I'm afraid, as with most ancient history, some has been lost over time and it is now hard to piece together the occurances in the latter half of 215 BC. What we do know is the army under Flaminius was soundly beaten in Africa and nothing worth the name ever made it back to Italy. At the end of 215 BC things were looking bleak for Rome.
Here is the situation at the end of turn four - 215 BC. This is how we left the campaign two months ago.
Here is the situation following campaign reinforcements and new consular elections that we carried out last night.
The new consuls for turn five - 214 BC & 213 BC are Varras and Flaminius, the latter having obviously told a tale worthy of Homer on his return to the metropolis.

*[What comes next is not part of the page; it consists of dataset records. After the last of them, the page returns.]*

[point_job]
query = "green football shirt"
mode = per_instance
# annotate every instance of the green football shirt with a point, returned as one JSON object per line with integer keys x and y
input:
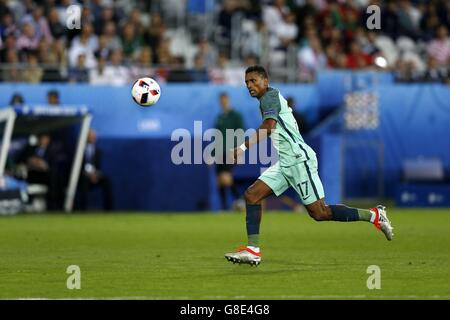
{"x": 286, "y": 138}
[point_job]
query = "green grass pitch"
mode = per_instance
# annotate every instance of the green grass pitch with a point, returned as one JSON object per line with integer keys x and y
{"x": 181, "y": 256}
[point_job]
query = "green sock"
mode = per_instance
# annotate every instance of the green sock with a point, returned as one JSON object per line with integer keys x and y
{"x": 253, "y": 240}
{"x": 364, "y": 215}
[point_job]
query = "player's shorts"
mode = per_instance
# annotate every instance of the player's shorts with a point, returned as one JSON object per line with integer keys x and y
{"x": 303, "y": 177}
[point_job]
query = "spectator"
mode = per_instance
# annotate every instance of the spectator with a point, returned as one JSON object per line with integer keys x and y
{"x": 29, "y": 39}
{"x": 311, "y": 59}
{"x": 299, "y": 116}
{"x": 436, "y": 72}
{"x": 57, "y": 29}
{"x": 86, "y": 43}
{"x": 97, "y": 75}
{"x": 33, "y": 72}
{"x": 207, "y": 53}
{"x": 80, "y": 73}
{"x": 53, "y": 98}
{"x": 131, "y": 41}
{"x": 227, "y": 119}
{"x": 17, "y": 101}
{"x": 439, "y": 48}
{"x": 112, "y": 39}
{"x": 12, "y": 72}
{"x": 199, "y": 73}
{"x": 8, "y": 27}
{"x": 92, "y": 176}
{"x": 356, "y": 58}
{"x": 115, "y": 71}
{"x": 40, "y": 23}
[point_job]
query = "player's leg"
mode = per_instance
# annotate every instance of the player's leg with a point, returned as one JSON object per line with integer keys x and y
{"x": 271, "y": 181}
{"x": 253, "y": 197}
{"x": 311, "y": 191}
{"x": 319, "y": 211}
{"x": 223, "y": 182}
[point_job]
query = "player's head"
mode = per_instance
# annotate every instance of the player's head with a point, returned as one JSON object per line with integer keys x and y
{"x": 53, "y": 97}
{"x": 256, "y": 80}
{"x": 224, "y": 101}
{"x": 92, "y": 136}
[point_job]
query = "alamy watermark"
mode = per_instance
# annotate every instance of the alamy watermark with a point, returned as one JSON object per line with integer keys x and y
{"x": 211, "y": 146}
{"x": 374, "y": 280}
{"x": 73, "y": 19}
{"x": 74, "y": 280}
{"x": 374, "y": 20}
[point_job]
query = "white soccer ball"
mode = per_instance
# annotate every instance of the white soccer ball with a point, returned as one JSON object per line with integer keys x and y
{"x": 146, "y": 92}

The very first move of turn five, by Carthage, brought about a battle. Hannibal decided to march north (using card number 32) in an attempt to reach Cisaplinia and his Gallic allies before Flaminius and pro-consul Marcellus could bring their superior numbers to bear in the south. Taking the most direct route he attempted to slip past Rome's garrison under Varras. Undaunted by Hannibal's awesome reputation Varras intercepted him with every man he could muster.
Varras' force comprised 5CU and 2 Allied CU plus 2 CU from the garrison of Rome (use in Latium only). It would be represented by a consular army plus an extra 'triplex acies': 24 units total. Varras was a poor commander and was assigned a 5 card Commands and Colors hand (he should have been given 4 cards).

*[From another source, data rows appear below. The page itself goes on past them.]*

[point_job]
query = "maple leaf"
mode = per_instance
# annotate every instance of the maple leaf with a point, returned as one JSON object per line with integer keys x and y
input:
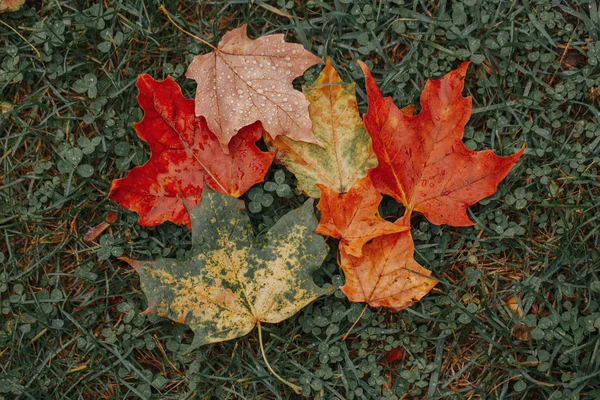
{"x": 11, "y": 5}
{"x": 422, "y": 161}
{"x": 386, "y": 275}
{"x": 186, "y": 155}
{"x": 353, "y": 217}
{"x": 244, "y": 80}
{"x": 233, "y": 280}
{"x": 345, "y": 152}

Hannibal's force comprised 6 CU and an allied CU: 20 very mixed units total. Hannibal was assigned an 8 card Commands and Colors hand (he should have been given 7 cards). Carthage won side of table roll and the roll to deploy second.
The Battle of Rome
|Both sides deployed conventionally with cavalry wings and infantry centres.
Rome pushed her legions forward to be met by advancing Carthaginian skirmish lines.
Fearing an outflanking movement by Numidian cavalry one legion peels off to hold them.
After a short period of desultory skirmishing things move speedily..
To a resounding crunch!
But it is too late.
The melee is over very quickly.
Except for the gallant efforts of some Spanish and Italian infantry (foreground) which kill a Roman general and almost carve through an entire triplex acies, the result is decidedly in favour of the Romans.
It will teach Hannibal not to rely too heavily on the French (Gauls).
Hannibal plays his two card trick (Hannibal is allowed to play two cards one after the other at one point in the game - because he's a genius) and uses it to launch his cavalry in a desperate bid to turn the tables.
On the right they are successful.
On the left less so.
The Romans rush velites to prop up their left flank before becoming enveloped.
But the Carthaginians burst through.
Hannibal is wounded and carried from the field. The Carthaginian army begins to melt away.
Things are close. The Romans need one more victory banner. Carthage needs three.
Carthage gains two banners in the penultimate turn. Rome and Varras seal Hannibals fate in the last.
Varras, favoured by the Gods (extremely good early C&C cards), is the Saviour of Rome.